Pour traiter une situation familiale compliquée qui fait obstacle aux aspirations, et cette rencontre ouvrant de nouveaux horizons, le film choisit le ton léger de la comédie, ce qui donne un ton rafraîchissant à cette énième histoire de passage à l’âge adulte. Le parcours semé d’embûches entre Nour et l’opéra comporte des péripéties cocasses. Rien n’est lourd ou appuyé. Cette galerie de personnages est dépeinte avec sincérité et bienveillance.
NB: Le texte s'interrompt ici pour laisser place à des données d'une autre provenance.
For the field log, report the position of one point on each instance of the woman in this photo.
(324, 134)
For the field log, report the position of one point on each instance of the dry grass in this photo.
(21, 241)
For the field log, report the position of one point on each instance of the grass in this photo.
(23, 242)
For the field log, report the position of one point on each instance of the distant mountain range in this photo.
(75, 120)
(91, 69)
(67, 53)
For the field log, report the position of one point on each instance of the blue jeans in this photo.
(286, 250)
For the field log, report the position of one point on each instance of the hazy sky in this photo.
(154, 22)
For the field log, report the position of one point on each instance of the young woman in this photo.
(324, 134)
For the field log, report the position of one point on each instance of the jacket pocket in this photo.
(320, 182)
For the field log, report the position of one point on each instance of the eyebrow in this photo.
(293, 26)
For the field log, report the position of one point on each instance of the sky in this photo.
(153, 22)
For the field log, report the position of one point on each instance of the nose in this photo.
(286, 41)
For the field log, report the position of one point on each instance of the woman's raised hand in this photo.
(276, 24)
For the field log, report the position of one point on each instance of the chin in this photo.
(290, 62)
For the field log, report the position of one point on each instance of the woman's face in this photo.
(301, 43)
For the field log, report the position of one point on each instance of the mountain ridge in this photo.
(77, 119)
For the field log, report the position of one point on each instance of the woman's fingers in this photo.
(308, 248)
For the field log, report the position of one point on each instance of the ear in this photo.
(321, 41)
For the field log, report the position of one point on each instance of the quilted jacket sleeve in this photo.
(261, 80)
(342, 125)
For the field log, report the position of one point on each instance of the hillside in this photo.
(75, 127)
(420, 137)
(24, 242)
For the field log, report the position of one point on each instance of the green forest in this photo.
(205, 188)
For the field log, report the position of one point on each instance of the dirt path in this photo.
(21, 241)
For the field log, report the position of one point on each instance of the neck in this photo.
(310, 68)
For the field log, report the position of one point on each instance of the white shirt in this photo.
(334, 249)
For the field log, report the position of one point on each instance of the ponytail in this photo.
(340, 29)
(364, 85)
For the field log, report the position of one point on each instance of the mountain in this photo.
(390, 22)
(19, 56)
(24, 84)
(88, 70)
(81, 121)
La prestation du jeune acteur Maël Rouin Berrandou, dans son premier rôle au cinéma, est d’une incroyable justesse : il parvient à endosser la part burlesque de son personnage sans perdre la détresse de la chronique sociale. La mise en scène de Yohan Manca est à hauteur d’enfant, elle capte sans effets clinquants la trajectoire du jeune Nour, se mettant totalement au service des enjeux humains. Une bonne humeur délicate, ainsi que la douceur de l’enfance, confèrent au film les allures d’un conte. Le personnage féminin est comme une fée qui va sauver le héros de son destin tout tracé. D’ailleurs, pour atteindre cette représentation féerique, le réalisateur a choisi de ne pas nommer le lieu de l’action, même si la chaleur de la lumière peut faire penser à une ville du Sud de la France. Il détourne ainsi les clichés sur les quartiers défavorisés avec humour et tendresse, sans oublier pour autant l’âpreté du réel, ce qui rappelle les comédies italiennes. 

Le film s’avère aussi très émouvant, notamment à travers le personnage de la mère malade. Cette figure tutélaire de la famille est souvent hors champ, agonisant silencieusement dans sa chambre, mais elle représente la pièce centrale du film. Nour connaît bien La Traviata, puisque son père italien courtisait sa mère, d’origine maghrébine, en lui chantant des airs d’opéras. C’est pour elle qu’il pousse sa voix comme Pavarotti, pensant que cela peut l’aider à survivre. L’enfant demeure fidèle jusqu’au bout à ses aspirations (même si cela lui vaut de se détourner de ses frères) pour mieux renouer avec ses racines. Cette dimension sentimentale permet de considérer la professeure comme une figure maternelle de substitution. L’enfant avait besoin d’un guide social et affectif pour s’émanciper. Son rapport au chant n’était pas guidé par un intérêt seulement artistique, mais aussi plus intime. Ce magnifique récit d’apprentissage devient finalement par cette lecture sensible une véritable œuvre romanesque.